Westpac expects the Reserve Bank of Australia to cut the cash rate early next year from its current level of 4.35 per cent, and is forecasting 100 basis points throughout 2025. It is also forecasting unemployment to rise from 4.3 per cent to 4.6 per cent, and the economy to grow by 1.5 per cent to 2.5 per cent.

Westpac’s net interest margin, a key measure of profitability comparing banks’ funding costs with what they charge for loans, improved in the second half on the back of more profitable lending, to 1.97 per cent.

The bank’s closely watched operating expenses, a key focus for analysts, jumped 6 per cent to $10.9 billion on the back of rising wages and technology costs.

Westpac delivered a higher final dividend of 76¢ a share, up from 72¢ a year earlier. It upped its buyback by $1 billion but it did not issue a special dividend as analysts had forecast.
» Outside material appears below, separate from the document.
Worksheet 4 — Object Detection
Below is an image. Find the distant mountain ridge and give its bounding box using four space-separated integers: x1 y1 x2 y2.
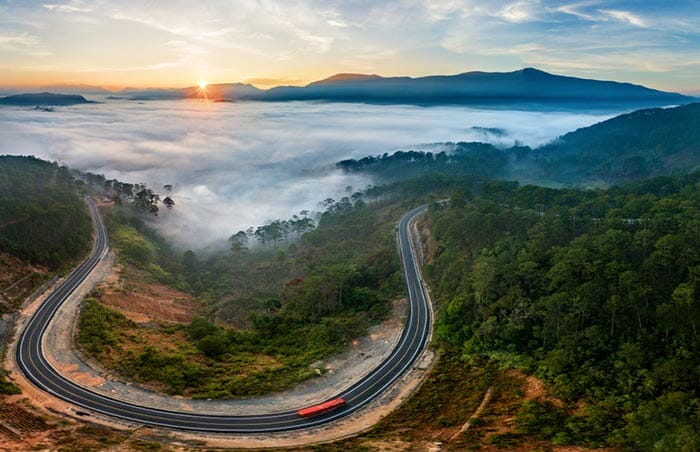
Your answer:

Opal Capital Management chief investment officer Omkar Joshi said Westpac’s results were slightly better than expected, but the high interest rate environment continued weighing down borrowers.

“We’ve had some time to get used to a higher interest rate environment but I would say there’s an element of people waiting for rate cuts,” Joshi said. “Trading updates from retailers, and even anecdotal feedback, [suggests] that it does feel like things are slowing down from a consumer perspective.”

UBS head of Australian bank research John Storey said there was some disappointment Westpac did not announce a special dividend, but that could be offset by the expanded buyback scheme.

“The underlying [net interest margin] trends we think look encouraging, although a period of higher than expected cost growth might dampen some of this benefit,” Storey said.

Westpac shares rose 0.9 per cent to $32.40.